LiveRamp announced native support for NVIDIA AI infrastructure, upgrading its clean room architecture to handle compute-intensive AI workloads, enabling partners to train and deploy models up to 15x faster. This integration positions LiveRamp to capture more of the AI-enabled data collaboration market, but it does not address the core challenge of decelerating ARR growth (7%) and weakening subscription net retention (102%). The move is strategically positive, signaling product innovation and alignment with AI trends, but adoption and revenue contribution remain unproven.

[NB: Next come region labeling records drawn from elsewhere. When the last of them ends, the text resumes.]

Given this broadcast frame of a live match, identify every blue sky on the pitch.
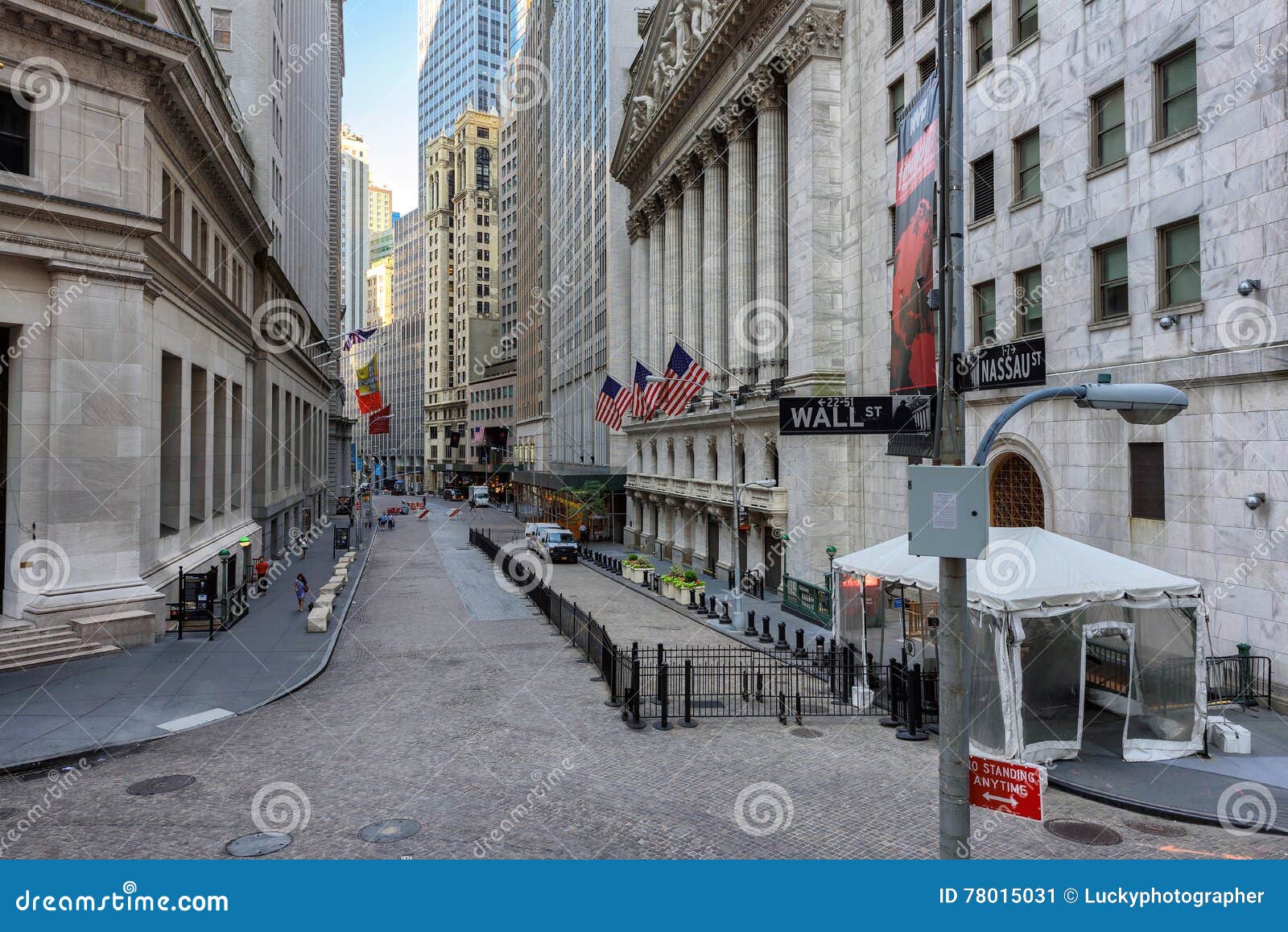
[343,0,417,214]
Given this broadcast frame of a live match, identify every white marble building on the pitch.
[0,0,330,642]
[613,0,1288,700]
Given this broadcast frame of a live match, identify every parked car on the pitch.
[523,522,563,550]
[537,528,577,563]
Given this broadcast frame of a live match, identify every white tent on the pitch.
[833,528,1207,761]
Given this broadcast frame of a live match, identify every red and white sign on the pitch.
[970,754,1042,821]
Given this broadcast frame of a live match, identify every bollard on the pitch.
[622,657,644,731]
[653,663,671,731]
[680,659,698,728]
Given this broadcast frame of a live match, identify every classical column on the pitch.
[621,211,652,389]
[697,130,729,389]
[676,157,710,357]
[720,103,756,382]
[639,198,666,374]
[749,64,787,381]
[661,175,684,353]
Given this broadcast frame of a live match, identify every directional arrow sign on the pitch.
[970,754,1042,821]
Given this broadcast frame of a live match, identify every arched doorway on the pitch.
[988,453,1046,528]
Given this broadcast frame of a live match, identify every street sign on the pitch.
[778,395,932,436]
[970,754,1042,821]
[955,336,1046,391]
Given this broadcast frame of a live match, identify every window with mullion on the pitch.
[1015,265,1042,336]
[1096,239,1127,320]
[1091,84,1127,167]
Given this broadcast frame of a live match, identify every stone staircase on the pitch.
[0,618,120,674]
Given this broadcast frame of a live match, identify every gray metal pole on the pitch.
[938,0,970,859]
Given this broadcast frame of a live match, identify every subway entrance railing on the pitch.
[470,528,939,740]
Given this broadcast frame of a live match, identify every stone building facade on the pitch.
[0,0,330,642]
[613,0,1288,683]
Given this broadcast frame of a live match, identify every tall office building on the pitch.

Without near-term evidence of accelerating bookings or net retention, the news alone is unlikely to re-rate the stock materially. The deal supports the bull case but does not alter the base case of 8-10% growth and low-20s margins.

Implication

The NVIDIA integration is a tactical positive that could enhance LiveRamp's product appeal and usage intensity, but the core thesis remains unchanged: ARR growth and net retention must re-accelerate for the stock to appreciate materially. Investors should monitor upcoming earnings for any uptick in pipeline or new customer wins tied to AI capabilities. Without clear evidence of demand inflection, the stock likely remains range-bound with downside to $20. The deal supports the bull case but does not yet shift the base case, as the company's growth deceleration and competitive risks persist. Over 6-12 months, if the partnership drives measurable ARR acceleration, the stock could re-rate toward the bull case of $36; otherwise, the wait-and-see stance is warranted.

Thesis delta

The NVIDIA partnership adds a potential catalyst for AI-driven demand, but given the lack of near-term revenue impact and the persistent growth deceleration, the overall thesis remains cautious. This event slightly increases the probability of the bull case (from 25% to ~30%) but does not materially shift the base (50%) or bear (20%) probabilities. The WAIT rating and attractive entry at $20 remain appropriate until faster bookings and net retention improvement materialize.